Y aclaró “por eso en esta misa elevamos nuestra oración, no venimos a hacer política ni campaña, sino que venimos a orar, clamando, como clamaba la sangre de Abel por todos nuestros hermanos”.
En su homilia, tomando el Evangelio dominical el sacerdote denunció a los líderes y pastores de la tierra que hieren y disperan a sus ovejas. “A Jesús les preocupa todos las ovejas que sufren acoso, las que son asesinadas a sangre fría por las bestias que las devoran. Jesús no es como el pastor mercenario que es un cobarde, que cuando ve algún peligro huye para salvar su vida o buscan que lo protegan con todo lo posible para que no se les toque”, reflexionó.
Fustigó a líderes autoproclamados e impuestos que deciden quién vive y quién no. “No respetan la vida ni los derechos de los inocentes”.
“Existen, como en el tiempo de Jesús, gente que se presentan como pastores hoy, líderes autoproclamados y encaramados a punto de las mañas, trampas y violencia en los puestos donde se imponen y deciden quién vive y quién muere. Desde donde deciden quién y qué tipo de oveja tiene que ser la suya, y como comportarse en los adoctrinamientos desquiciados que no respetan la vida ni los derechos de los inocentes. Son borregos que siguen a cualquiera sin pensar, sin sentido de dirección, y que se dejan manipular para acechar, acosar, dispersar y asesinar a ovejas inocentes”, denunció el sacerdote.
“A Jesús les preocupa todos las ovejas que sufren acoso, las que son asesinadas a sangre fría por las bestias que las devoran. Jesús no es como el pastor mercenario que es un cobarde, que cuando ve algún peligro huye para salvar su vida o buscan que lo protegan con todo lo posible para que no se les toque”, agregó.

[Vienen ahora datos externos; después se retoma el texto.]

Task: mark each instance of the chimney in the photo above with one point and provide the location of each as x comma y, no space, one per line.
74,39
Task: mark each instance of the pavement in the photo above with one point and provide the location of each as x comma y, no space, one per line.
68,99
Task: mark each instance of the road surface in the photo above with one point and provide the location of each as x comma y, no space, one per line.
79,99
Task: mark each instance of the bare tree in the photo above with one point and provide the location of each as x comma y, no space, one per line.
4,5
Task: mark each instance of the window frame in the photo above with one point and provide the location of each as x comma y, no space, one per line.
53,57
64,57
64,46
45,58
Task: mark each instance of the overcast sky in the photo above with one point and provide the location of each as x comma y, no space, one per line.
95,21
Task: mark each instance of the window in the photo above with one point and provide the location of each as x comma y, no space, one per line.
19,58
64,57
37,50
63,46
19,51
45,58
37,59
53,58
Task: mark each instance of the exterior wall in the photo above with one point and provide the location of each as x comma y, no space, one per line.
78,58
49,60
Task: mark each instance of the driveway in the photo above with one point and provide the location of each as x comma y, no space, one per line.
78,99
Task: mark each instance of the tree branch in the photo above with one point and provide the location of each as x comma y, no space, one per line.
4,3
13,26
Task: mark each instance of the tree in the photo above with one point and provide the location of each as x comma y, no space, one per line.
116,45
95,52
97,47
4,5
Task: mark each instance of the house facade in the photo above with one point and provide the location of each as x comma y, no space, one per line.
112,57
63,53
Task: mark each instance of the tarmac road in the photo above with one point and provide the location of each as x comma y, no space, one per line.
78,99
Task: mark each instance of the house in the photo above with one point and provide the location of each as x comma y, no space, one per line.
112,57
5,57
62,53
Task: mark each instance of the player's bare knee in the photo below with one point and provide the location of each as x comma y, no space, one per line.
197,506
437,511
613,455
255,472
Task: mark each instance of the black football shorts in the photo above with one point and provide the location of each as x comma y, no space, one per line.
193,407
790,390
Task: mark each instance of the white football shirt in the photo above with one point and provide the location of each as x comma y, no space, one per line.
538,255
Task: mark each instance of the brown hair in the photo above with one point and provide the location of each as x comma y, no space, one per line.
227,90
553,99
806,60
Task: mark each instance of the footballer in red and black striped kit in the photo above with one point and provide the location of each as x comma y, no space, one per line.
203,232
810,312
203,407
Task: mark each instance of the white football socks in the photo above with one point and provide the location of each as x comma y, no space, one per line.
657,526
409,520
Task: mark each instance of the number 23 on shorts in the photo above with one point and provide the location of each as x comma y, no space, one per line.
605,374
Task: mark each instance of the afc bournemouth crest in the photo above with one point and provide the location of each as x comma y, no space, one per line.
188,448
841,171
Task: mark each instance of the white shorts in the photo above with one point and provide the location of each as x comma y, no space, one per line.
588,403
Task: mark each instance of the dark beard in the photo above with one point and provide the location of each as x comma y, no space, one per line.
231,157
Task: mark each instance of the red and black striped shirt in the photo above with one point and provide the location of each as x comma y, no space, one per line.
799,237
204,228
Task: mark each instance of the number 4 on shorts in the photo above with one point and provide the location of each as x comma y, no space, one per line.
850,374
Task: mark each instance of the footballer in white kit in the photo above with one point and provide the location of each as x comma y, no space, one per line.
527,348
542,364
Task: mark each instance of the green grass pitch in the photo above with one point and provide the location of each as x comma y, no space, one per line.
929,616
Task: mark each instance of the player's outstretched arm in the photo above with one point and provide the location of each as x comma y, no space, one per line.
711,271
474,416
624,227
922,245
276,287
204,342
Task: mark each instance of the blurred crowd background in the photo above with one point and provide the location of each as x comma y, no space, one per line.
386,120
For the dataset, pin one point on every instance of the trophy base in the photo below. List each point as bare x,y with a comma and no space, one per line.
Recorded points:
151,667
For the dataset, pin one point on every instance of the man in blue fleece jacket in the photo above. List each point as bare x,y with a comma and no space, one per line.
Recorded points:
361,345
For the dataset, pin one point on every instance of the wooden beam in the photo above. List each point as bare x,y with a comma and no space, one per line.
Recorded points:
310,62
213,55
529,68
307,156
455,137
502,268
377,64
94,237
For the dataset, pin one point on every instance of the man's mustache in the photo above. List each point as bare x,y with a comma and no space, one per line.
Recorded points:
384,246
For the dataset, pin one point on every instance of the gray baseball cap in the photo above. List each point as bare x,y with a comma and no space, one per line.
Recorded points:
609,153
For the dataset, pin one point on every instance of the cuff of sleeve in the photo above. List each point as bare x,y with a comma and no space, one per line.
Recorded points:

Reprochó a quienes dicen “llamarse salvadores y protectores de los pueblos les importa poco o nada quien pide cuentas y reclaman lo que por derecho se merecen, los pastores o líderes hambrientos del poder, del dinero son los que viven con la sed de sangre inocente, son líderes que no sirven y que abandonan al rebaño”.
Finalizó rogando: «Señor, hace seis años ha habido más ovejas tuyas más descuertizadas, Señor líbranos de los mercenarios asalariados que existen y descuartizan a nuestro pueblo”.